京都市北区
「上品蓮台寺(じょうぼんれんだいじ)」(古都探訪 56)

寺伝によれば上品蓮台寺は、聖徳太子が母の菩提寺として建立し、宇多法皇が中興したという由緒正しき古刹。
境内には平安時代を代表する仏師・定朝(じょうちょう)の墓や、謡曲「土蜘蛛」で知られる源頼光朝臣塚などがあり、また蔵書には京都最古の絵巻物である、国宝、紙本着色絵因果経(えいんがきょう)を有す(現在は京都国立博物館に委託保存)

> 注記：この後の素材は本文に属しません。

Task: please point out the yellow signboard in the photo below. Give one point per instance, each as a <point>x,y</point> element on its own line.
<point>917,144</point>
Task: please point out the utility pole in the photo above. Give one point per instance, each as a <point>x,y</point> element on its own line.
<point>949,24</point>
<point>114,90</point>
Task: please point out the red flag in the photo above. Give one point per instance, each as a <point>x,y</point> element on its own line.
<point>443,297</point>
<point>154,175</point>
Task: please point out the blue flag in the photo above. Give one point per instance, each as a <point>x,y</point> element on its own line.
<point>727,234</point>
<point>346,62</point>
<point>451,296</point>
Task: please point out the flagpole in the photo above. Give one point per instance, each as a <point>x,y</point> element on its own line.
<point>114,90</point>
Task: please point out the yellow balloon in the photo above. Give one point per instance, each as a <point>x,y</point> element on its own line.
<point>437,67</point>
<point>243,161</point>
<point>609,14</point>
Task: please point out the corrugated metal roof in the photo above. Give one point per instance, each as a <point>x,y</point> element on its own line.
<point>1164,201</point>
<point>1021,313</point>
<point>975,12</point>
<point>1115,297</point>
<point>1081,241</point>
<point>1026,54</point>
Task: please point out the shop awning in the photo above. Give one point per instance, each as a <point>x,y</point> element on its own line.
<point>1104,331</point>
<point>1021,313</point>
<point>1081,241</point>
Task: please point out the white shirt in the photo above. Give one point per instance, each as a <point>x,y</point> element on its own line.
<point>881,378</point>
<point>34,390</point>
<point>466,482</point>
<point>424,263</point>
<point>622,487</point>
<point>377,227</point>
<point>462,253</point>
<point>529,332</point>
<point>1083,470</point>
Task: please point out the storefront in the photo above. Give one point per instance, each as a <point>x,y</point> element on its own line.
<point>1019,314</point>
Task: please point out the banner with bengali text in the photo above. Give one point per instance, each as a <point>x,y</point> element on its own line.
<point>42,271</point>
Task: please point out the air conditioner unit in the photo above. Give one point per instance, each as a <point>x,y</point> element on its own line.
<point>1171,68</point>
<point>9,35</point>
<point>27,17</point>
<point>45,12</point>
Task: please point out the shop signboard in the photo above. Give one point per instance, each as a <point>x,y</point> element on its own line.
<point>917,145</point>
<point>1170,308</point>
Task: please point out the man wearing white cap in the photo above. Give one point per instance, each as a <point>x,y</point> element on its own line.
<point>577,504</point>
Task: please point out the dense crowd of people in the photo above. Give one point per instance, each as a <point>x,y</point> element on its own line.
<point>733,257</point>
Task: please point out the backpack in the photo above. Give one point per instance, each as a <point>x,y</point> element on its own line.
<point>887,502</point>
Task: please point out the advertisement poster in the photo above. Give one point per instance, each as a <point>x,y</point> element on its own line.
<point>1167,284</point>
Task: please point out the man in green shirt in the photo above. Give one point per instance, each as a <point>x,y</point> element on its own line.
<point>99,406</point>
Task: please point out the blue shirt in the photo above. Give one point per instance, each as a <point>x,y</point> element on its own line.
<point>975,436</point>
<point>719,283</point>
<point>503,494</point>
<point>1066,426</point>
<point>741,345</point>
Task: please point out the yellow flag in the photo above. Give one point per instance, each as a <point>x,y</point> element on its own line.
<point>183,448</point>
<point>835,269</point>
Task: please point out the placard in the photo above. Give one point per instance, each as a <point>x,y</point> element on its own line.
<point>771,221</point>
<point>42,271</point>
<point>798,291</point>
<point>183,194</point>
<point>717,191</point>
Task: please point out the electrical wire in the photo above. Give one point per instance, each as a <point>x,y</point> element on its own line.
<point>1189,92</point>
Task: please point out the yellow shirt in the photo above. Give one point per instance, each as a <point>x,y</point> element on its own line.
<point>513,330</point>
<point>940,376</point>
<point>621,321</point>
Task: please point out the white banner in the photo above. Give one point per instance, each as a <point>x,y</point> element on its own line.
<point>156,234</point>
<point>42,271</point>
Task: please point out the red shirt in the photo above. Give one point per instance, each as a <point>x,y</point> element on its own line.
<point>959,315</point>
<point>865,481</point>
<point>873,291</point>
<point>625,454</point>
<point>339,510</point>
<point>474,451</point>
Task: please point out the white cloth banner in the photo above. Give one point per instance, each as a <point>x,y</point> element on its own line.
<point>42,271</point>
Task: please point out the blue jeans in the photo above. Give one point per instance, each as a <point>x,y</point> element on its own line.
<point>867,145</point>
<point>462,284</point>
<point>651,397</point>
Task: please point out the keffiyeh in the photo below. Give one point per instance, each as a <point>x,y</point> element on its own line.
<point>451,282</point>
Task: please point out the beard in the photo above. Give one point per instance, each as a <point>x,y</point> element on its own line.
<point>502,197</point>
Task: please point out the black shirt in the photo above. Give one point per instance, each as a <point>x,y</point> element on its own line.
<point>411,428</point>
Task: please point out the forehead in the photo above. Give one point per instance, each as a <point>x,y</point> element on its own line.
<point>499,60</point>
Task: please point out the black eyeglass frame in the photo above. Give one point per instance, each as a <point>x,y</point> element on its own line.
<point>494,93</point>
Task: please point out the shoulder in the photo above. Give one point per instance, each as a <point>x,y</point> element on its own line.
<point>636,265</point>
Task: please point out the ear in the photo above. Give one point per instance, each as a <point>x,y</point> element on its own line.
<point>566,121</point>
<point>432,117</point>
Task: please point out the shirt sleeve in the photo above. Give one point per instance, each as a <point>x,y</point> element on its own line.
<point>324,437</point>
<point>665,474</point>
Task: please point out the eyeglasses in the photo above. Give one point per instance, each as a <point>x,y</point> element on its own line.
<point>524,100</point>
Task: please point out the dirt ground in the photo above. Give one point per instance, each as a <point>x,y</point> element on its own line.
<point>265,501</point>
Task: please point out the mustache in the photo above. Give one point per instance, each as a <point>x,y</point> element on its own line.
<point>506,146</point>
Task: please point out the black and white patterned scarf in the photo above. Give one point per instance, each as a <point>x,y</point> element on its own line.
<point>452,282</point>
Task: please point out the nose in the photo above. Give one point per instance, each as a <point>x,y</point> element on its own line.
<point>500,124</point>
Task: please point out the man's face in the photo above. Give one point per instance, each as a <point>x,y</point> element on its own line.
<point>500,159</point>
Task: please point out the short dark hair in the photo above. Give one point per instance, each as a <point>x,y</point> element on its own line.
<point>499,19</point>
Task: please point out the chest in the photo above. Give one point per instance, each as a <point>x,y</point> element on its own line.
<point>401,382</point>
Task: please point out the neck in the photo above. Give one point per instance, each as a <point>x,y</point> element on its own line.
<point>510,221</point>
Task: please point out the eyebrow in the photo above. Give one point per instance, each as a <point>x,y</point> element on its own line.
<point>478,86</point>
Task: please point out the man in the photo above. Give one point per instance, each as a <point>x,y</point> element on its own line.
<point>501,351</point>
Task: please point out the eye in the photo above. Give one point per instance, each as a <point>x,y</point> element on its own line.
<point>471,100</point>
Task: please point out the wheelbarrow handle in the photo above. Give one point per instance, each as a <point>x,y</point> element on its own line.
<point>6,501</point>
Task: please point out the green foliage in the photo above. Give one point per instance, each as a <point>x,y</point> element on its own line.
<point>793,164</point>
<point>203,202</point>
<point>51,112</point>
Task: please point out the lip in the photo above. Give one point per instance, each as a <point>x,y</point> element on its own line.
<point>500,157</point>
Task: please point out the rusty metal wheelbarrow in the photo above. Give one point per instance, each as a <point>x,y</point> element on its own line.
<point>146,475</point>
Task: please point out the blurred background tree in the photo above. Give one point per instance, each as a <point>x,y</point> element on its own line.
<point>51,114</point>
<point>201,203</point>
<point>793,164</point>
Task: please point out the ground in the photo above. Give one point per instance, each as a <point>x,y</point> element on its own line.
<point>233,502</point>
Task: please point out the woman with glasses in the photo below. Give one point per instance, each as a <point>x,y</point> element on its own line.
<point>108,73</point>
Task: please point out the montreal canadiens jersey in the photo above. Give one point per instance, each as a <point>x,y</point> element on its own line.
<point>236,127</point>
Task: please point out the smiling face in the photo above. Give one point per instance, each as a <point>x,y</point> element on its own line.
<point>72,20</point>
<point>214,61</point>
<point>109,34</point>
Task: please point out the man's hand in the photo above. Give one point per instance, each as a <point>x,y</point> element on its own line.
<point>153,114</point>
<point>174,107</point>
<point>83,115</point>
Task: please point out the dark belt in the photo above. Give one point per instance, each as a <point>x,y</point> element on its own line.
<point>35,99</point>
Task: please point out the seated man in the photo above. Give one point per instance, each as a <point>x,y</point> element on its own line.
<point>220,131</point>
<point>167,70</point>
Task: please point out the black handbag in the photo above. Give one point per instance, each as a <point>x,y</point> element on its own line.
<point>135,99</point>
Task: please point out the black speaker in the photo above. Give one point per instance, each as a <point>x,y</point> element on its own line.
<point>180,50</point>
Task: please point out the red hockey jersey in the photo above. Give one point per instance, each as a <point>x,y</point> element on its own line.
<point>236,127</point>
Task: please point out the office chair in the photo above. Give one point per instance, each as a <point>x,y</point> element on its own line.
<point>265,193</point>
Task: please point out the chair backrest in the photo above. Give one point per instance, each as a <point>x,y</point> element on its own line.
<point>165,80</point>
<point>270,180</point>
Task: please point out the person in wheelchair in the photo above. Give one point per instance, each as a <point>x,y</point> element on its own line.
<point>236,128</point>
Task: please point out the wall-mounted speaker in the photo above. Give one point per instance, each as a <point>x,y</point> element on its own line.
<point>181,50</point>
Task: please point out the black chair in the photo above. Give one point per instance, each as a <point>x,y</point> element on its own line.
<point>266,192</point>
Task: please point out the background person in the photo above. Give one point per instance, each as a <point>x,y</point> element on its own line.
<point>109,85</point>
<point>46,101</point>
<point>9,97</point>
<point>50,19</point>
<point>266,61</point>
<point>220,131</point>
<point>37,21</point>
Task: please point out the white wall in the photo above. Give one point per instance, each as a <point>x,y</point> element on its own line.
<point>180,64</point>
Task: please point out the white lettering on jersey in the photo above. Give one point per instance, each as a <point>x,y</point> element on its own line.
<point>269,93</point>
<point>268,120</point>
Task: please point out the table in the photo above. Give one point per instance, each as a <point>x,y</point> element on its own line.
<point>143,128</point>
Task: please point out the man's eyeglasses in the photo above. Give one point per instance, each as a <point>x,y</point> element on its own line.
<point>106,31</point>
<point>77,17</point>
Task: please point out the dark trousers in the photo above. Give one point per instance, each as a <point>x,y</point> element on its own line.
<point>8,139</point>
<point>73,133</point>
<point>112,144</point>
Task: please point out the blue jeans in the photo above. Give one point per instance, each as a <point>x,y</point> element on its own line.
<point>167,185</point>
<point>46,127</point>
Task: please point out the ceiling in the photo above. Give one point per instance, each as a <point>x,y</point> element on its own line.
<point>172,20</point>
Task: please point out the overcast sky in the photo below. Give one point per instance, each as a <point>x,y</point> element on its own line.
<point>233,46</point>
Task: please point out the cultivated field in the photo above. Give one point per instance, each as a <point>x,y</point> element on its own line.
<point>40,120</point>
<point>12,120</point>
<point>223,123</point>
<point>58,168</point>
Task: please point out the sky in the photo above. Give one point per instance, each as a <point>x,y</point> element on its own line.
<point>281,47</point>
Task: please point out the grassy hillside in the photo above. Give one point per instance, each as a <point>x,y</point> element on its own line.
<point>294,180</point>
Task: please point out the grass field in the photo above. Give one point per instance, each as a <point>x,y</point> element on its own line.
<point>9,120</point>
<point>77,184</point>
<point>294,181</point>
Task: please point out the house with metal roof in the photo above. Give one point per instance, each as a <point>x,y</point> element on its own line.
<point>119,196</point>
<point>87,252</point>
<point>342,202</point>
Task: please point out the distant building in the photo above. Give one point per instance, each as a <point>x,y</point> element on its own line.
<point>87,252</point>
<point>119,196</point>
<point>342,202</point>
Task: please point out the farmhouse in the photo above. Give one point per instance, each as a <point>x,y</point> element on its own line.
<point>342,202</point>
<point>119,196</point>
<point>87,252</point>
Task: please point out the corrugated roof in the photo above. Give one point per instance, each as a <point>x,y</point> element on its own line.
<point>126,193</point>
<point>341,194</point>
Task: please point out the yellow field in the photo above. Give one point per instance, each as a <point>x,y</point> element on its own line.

山門を潜り境内に入ると、先ず目を奪われる正面のしだれ桜。


その清楚で存在感の在る出で立ちに暫し見入ってしまう。

対面にはもう一本、やや背の低い紅しだれ桜が在るが、そちらはまだ三分咲き程度。

本堂とのコントラストも映え、この時期参拝客で混雑する他の神社仏閣には無いしっとりとした風情を感じるのも魅力。

下向きに咲く花弁は上品なしとやかさを兼ね備え、時折風で揺れるさまは、まるで舞妓の都おどりのよう。

境内にはソメイヨシノも数多く植栽され、市内の数々の社寺に負けず劣らずの名所といえる。